司老爺子看著情緒激動的夏南枝,“沒用的枝枝,你冷靜一下,一個罪孽深重的人,一個滿口謊的偽君子,怎么可能會告訴你,自己曾經犯的錯?你去問他,有什么用?”
夏南枝已經走到了病房門口,被司夜庭攔下。
司夜庭面容緊繃,“你冷靜一點,你這樣去什么用都沒有。”
司老爺子走上前,嘆了口氣,“枝枝,我知道你很著急,我也著急,我比任何人都著急,我等了這么多年,找了這么多年,最終等到的是她被毒死的結果,此時此刻我比任何人都更想要弄清楚事情真相,可有些事情不是急就有用的,得一步步來。”
聽著司老爺子的話,夏南枝的情緒才一點點冷靜下來。
她抬起手撐了下旁邊的墻壁。
司夜庭伸手扶住她,僅僅是下床走了這么點路,都站不住,可想而知夏南枝現在的身體有多虛弱。
司夜庭把夏南枝扶回病床上,眸色沉了沉。
夏南枝深吸一口氣,輕咳了一聲,嘴里有股血腥味涌上來,她壓了下去。
她快沒時間了。
她不知道還能不能撐到知道真相的那天。
“外公,您打算怎么做?”
“這件事我還需要一點時間從長計議,枝枝,你的毒現在到底怎么樣了?怎么會看上去這么虛弱,陸雋深說找到了南榮家的人給你解毒。”
夏南枝咬緊牙,看著司老爺子,她不知道該不該說實話。
有些事情她瞞得住孩子,卻瞞不住長輩。
可看著司老爺子無比擔心的面容,她實在是說不出口自己要死了,這句話。
“外公,我現在……也還不確定。”
司老爺子心疼地看著夏南枝,“枝枝,沒關系,外公這段時間會在南城陪著你,會陪著你解完毒,帶你一起回帝都,從前我弄丟了你的母親,這次我不會再弄丟你,就算掀翻南榮家,我也一定會救你。”
夏南枝心口一陣酸澀,不知道該說什么好。
那么多人都想要救她,她真的不想讓他們失望。
垂下頭,夏南枝壓下心里的情緒,點頭,“外公,我會努力,努力活著。”
“別哭,快躺好休息。”
夏南枝用力的點了點頭。
……
陸雋深在南榮家待了一夜。
南榮念婉醒來時是在床上,陸雋深正姿態隨意霸氣地坐在沙發上,他修長的指間還夾著煙,南榮念婉揉了揉腦袋坐起來,“陸先生?”

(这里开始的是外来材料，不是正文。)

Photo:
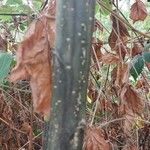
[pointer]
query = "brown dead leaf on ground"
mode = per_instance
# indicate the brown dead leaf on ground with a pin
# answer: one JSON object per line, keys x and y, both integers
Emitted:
{"x": 95, "y": 139}
{"x": 130, "y": 99}
{"x": 109, "y": 58}
{"x": 138, "y": 11}
{"x": 33, "y": 60}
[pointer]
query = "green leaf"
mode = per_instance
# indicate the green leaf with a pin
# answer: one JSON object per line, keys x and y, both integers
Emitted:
{"x": 5, "y": 63}
{"x": 146, "y": 56}
{"x": 137, "y": 66}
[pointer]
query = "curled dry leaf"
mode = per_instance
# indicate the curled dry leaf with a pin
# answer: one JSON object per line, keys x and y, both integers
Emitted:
{"x": 95, "y": 139}
{"x": 138, "y": 11}
{"x": 33, "y": 60}
{"x": 130, "y": 99}
{"x": 137, "y": 49}
{"x": 110, "y": 58}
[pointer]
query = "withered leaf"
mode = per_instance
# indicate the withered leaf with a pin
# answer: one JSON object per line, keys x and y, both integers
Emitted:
{"x": 110, "y": 58}
{"x": 95, "y": 139}
{"x": 122, "y": 74}
{"x": 137, "y": 49}
{"x": 138, "y": 11}
{"x": 33, "y": 61}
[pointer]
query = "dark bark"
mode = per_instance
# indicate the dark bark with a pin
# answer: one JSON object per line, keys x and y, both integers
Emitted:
{"x": 71, "y": 60}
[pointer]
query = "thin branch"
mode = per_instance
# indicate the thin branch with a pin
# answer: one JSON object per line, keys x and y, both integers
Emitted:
{"x": 122, "y": 20}
{"x": 15, "y": 14}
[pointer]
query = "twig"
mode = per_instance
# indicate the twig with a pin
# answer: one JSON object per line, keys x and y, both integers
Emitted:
{"x": 29, "y": 141}
{"x": 11, "y": 126}
{"x": 122, "y": 20}
{"x": 5, "y": 14}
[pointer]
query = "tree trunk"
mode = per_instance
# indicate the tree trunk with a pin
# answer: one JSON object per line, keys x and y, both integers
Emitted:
{"x": 71, "y": 61}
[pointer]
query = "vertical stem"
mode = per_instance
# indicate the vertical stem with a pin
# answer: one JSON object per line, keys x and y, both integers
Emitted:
{"x": 71, "y": 60}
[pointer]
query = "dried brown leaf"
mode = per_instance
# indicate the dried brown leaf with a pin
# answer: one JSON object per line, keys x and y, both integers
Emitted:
{"x": 120, "y": 74}
{"x": 33, "y": 61}
{"x": 137, "y": 49}
{"x": 138, "y": 11}
{"x": 95, "y": 139}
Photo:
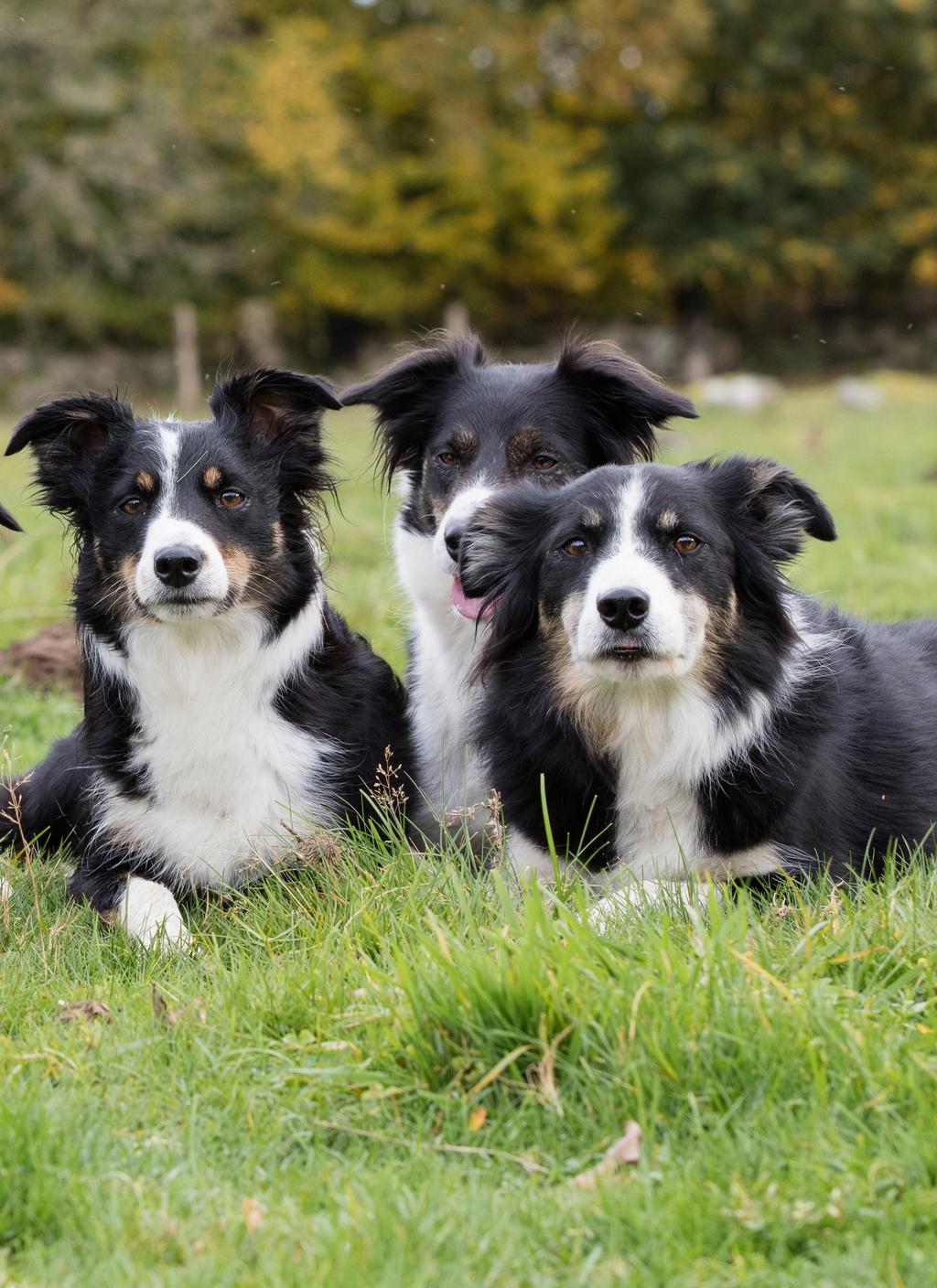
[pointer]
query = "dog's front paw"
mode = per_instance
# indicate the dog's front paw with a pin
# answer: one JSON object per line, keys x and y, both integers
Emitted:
{"x": 151, "y": 916}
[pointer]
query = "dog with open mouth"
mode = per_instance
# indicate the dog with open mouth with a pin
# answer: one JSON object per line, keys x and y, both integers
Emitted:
{"x": 688, "y": 711}
{"x": 227, "y": 704}
{"x": 454, "y": 430}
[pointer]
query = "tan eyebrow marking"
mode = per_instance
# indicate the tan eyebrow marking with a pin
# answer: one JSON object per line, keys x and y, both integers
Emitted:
{"x": 523, "y": 445}
{"x": 464, "y": 442}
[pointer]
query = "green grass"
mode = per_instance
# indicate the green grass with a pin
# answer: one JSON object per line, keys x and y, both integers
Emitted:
{"x": 312, "y": 1114}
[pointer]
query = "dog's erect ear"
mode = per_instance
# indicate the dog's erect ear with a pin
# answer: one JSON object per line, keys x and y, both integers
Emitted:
{"x": 275, "y": 404}
{"x": 6, "y": 520}
{"x": 775, "y": 502}
{"x": 280, "y": 415}
{"x": 499, "y": 561}
{"x": 407, "y": 395}
{"x": 67, "y": 437}
{"x": 623, "y": 401}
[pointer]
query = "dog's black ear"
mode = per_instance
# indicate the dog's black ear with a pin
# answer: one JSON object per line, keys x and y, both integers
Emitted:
{"x": 280, "y": 413}
{"x": 499, "y": 562}
{"x": 407, "y": 395}
{"x": 275, "y": 404}
{"x": 67, "y": 438}
{"x": 776, "y": 507}
{"x": 6, "y": 520}
{"x": 624, "y": 403}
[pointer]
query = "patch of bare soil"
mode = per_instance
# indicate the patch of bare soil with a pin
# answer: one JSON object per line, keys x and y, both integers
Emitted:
{"x": 49, "y": 660}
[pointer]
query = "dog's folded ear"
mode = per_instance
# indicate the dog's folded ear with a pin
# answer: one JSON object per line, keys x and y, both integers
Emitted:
{"x": 772, "y": 500}
{"x": 624, "y": 402}
{"x": 6, "y": 520}
{"x": 67, "y": 437}
{"x": 407, "y": 395}
{"x": 499, "y": 562}
{"x": 275, "y": 404}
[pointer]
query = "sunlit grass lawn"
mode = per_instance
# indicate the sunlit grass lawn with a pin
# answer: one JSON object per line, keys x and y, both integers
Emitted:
{"x": 313, "y": 1113}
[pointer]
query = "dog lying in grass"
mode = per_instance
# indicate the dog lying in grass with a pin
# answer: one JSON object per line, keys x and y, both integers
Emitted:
{"x": 227, "y": 704}
{"x": 691, "y": 713}
{"x": 454, "y": 429}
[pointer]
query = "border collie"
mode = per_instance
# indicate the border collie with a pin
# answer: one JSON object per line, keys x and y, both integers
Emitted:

她立刻低頭看向自己的身體,禮服完好,昨晚發生了什么……
南榮念婉頭痛欲裂,什么都想不起來了。
她為了壯膽,昨晚確實喝了不少酒。
陸雋深眸子淡淡地掃向她。
南榮念婉下床,快速地走到陸雋深身邊。
陸雋深抽了不少煙,他身邊煙味很重,南榮念婉輕輕咳嗽了幾聲。
“陸先生,昨晚?”
“你喝醉了,睡著了。”
南榮念婉揉著腦袋。
“睡著?”
她昨晚原本是想趁著好時機拿下陸雋深的,沒想到自己先睡著了。
南榮念婉在心里責備自己沒用,“陸先生,那你昨晚一直待在這嗎?”
“嗯。”
“是為了……陪我嗎?”南榮念婉小心翼翼問。
陸雋深遲疑了一下。
點頭。
南榮念婉的心里小鹿亂撞,“陸先生,我能叫你雋深嗎?這樣親切,聽著沒有那么疏離,你也可以叫我婉婉。”
陸雋深對視上南榮念婉期待的目光。
“嗯。”
南榮念婉更高興了。
陸雋深抬起眸子,視線落在后面一整面墻的瓶瓶罐罐上,“這些是什么?”
南榮念婉回頭,很自豪,“這是我自己研制的毒藥。”
陸雋深捻滅煙蒂,站起身,高大挺拔的身影帶著強大的壓迫感,南榮念婉恍惚了一瞬,感覺陸雋深看她的眼神很冷。
不過她只一下就沒多想了。
她對陸雋深的影響很不錯。
男人都是下半身思考動物,他昨晚居然能對她這個醉酒的女人坐懷不亂,還能守護一整夜。
南榮念婉覺得自己眼光好,選對人了。
所以此刻,她對陸雋深沒有多少防備。
“你還會研制毒藥?”
“你沒聽說過嗎,南榮家最善制毒了。”
陸雋深眸色幽深的能將人吸進去,幽幽道:“我倒是真聽說過。”
“這些毒能毒死人嗎?還是鬧著玩的?”
“這些都是劇毒,可不是鬧著玩的。”
“所以真的能毒死人?”
“當然。”南榮念婉走過去,拿起一瓶紅色瓶子,“就比如這瓶,幾滴就那能要人命?”
陸雋深挑眉,“你放這么毒藥在房間里,是為了隨時隨地殺人?”
南榮念婉反應過來,把瓶子放了回去,走到陸雋深面前,“當然不是,殺人可是犯法的,我可不敢,我這些純屬是個人愛好,放著看的。”
陸雋深沒說話。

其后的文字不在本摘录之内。